To extend the bathtub analogy a bit more, if the water keeps pouring in too quickly until it overflows, the economy no longer has the resources to back that level of spending and that’s when you get inflation. We don’t want the bath to overflow.
So every government deficit is good for somebody on the other side of that spending, the questions are, who is benefiting and what’s the purpose of the spending? For instance, spending $1.2 trillion on a bunch of tax cuts that mainly benefit the wealthy, as the Trump administration did, is hardly a good use of a deficit, but spending to fix crumbling infrastructure or provide free childcare so parents can work if they want to, is a far more productive use of resources.
When a government runs a budget surplus, it’s sucking money out of the economy, meaning the only way for the economy to grow is by the private sector making up for the reduction of government money in the system by running down its savings and borrowing money.
Here in Australia, the Howard government was lauded for running budget surpluses, so how did the economy grow so strongly over that period? In short, there was a credit boom. Household savings rates fell from 4% to -1%, and credit growth averaged around 12%, peaking as high as 16% in 2005. The result was household debt increased from around $200 billion to $900 billion, representing an almighty credit impulse to offset the lack of government spending.
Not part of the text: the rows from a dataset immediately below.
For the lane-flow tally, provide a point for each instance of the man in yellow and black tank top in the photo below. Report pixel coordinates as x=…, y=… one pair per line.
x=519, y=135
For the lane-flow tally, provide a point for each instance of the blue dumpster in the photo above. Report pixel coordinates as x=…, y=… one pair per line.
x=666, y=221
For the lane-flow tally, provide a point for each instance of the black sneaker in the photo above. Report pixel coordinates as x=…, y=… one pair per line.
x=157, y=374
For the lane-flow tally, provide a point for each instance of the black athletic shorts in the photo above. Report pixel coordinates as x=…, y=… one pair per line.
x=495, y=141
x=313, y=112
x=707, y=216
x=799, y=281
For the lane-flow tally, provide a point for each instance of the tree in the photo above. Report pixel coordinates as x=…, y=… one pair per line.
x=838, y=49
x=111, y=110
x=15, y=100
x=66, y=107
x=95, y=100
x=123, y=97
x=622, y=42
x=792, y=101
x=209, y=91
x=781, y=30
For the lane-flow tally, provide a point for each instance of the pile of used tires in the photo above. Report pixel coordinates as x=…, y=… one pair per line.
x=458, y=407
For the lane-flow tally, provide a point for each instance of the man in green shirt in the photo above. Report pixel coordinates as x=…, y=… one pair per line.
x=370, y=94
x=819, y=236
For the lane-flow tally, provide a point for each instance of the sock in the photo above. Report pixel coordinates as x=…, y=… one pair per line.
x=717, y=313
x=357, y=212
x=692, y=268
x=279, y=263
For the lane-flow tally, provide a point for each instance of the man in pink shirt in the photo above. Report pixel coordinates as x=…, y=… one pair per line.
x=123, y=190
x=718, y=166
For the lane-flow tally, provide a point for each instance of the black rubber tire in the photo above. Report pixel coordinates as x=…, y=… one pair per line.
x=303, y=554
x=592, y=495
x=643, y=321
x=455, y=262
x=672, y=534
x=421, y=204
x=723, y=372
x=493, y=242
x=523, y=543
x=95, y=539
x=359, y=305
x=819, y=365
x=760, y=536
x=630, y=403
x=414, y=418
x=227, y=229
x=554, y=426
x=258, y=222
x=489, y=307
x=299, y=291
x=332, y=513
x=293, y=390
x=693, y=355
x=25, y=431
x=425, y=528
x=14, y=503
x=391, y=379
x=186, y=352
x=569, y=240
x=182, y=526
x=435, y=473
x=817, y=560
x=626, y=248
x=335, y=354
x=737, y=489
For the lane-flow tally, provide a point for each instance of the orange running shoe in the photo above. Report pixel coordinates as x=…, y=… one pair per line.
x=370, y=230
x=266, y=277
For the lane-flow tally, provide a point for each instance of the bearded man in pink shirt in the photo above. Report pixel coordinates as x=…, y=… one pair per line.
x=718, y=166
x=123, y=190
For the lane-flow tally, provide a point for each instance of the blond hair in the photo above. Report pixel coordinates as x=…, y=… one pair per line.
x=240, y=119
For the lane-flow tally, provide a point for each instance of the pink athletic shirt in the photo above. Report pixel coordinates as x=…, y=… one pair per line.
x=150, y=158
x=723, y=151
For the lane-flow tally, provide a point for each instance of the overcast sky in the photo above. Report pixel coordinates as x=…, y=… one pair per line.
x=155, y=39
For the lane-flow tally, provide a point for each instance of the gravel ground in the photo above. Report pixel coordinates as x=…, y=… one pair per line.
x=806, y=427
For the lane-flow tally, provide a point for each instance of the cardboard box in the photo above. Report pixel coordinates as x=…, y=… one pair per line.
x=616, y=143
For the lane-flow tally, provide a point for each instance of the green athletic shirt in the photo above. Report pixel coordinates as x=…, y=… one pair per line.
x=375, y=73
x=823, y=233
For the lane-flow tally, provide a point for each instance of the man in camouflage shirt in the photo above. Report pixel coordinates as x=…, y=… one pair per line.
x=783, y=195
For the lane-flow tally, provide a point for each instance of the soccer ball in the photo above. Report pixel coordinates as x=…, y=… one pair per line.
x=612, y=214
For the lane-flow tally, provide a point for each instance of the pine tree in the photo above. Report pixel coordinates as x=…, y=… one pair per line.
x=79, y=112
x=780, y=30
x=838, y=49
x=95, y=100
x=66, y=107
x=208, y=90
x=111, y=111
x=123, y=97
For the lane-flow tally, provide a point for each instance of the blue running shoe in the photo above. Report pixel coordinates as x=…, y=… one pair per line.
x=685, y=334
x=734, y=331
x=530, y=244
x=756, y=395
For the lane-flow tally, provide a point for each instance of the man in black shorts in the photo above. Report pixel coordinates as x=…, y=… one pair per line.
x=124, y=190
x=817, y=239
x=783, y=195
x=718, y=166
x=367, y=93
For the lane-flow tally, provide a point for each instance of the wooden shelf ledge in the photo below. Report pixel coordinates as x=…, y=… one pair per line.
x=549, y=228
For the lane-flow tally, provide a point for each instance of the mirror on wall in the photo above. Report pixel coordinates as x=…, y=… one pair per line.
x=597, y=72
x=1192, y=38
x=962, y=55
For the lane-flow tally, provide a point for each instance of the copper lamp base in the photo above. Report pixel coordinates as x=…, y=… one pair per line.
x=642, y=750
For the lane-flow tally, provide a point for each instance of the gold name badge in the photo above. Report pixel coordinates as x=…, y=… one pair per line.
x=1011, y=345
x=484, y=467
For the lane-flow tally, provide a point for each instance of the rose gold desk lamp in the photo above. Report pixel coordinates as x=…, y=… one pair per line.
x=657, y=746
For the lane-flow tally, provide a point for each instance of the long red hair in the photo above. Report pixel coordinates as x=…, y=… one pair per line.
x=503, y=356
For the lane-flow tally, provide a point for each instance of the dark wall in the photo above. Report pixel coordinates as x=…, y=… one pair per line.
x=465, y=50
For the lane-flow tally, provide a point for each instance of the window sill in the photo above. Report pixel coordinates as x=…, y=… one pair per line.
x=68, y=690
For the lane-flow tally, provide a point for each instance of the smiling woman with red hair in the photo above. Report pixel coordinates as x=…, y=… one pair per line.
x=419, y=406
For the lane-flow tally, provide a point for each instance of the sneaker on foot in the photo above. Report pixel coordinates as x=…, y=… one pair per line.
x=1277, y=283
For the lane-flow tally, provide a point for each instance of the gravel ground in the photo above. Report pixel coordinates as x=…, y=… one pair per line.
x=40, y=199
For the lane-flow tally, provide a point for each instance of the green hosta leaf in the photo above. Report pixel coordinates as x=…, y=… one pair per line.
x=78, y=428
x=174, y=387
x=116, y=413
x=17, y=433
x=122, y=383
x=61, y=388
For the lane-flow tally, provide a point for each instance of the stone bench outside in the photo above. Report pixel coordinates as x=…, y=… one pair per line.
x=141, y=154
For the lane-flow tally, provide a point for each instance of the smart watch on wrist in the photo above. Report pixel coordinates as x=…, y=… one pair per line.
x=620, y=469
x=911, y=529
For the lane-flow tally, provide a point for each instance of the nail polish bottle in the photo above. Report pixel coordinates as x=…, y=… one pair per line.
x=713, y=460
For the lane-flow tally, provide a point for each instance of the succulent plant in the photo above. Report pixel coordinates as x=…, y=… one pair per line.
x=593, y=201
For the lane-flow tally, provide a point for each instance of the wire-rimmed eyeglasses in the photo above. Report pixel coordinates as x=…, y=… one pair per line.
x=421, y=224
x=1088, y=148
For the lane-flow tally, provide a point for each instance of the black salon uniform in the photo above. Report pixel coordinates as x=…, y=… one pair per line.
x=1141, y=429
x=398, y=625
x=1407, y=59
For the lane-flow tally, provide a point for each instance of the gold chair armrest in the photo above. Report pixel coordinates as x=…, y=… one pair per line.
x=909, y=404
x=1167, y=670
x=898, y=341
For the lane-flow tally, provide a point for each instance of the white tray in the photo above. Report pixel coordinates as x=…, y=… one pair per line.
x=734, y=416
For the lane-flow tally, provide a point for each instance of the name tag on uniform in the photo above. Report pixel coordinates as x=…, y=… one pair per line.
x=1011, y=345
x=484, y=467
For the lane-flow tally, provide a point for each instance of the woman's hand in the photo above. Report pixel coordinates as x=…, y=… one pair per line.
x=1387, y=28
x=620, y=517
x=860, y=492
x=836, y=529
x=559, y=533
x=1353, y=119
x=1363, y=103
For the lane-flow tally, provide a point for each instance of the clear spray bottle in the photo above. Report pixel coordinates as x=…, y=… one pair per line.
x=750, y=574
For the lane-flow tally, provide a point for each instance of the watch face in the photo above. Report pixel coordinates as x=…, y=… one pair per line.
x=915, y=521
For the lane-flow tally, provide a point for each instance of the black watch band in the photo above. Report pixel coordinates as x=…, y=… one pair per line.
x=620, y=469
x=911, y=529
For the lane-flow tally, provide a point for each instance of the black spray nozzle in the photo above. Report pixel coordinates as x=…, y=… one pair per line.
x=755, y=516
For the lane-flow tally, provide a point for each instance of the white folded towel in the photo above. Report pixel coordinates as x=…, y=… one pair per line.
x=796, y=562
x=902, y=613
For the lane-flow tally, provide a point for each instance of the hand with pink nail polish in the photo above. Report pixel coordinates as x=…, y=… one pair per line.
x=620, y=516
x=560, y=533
However, MMT identified ages ago that relying on households to borrow in order to stimulate the economy will only work for so long, because eventually borrowing capacity maxes out and you’re left with the situation we had prior to COVID, where interest rates were the lowest they’d been in years, but credit growth was also the lowest since they started tracking it in 1977. Economists call it ‘pushing on a string’.
Why has borrowing jumped again? Because the government pumped the equivalent of 15% of GDP into the economy in the form of COVID support packages like JobKeeper. That massive bout of fiscal spending, reflected in a huge government budget deficit, ignited the economy and we saw the likes of Gerry Harvey describe the retail environment as the best in his 60 years as a retailer. The government’s red ink became his black ink.
MMT does not argue for permanent government deficits, sometimes a surplus may be called for to temper an overheating economy. What it does argue though, is that deficits are not, of themselves, a bad thing.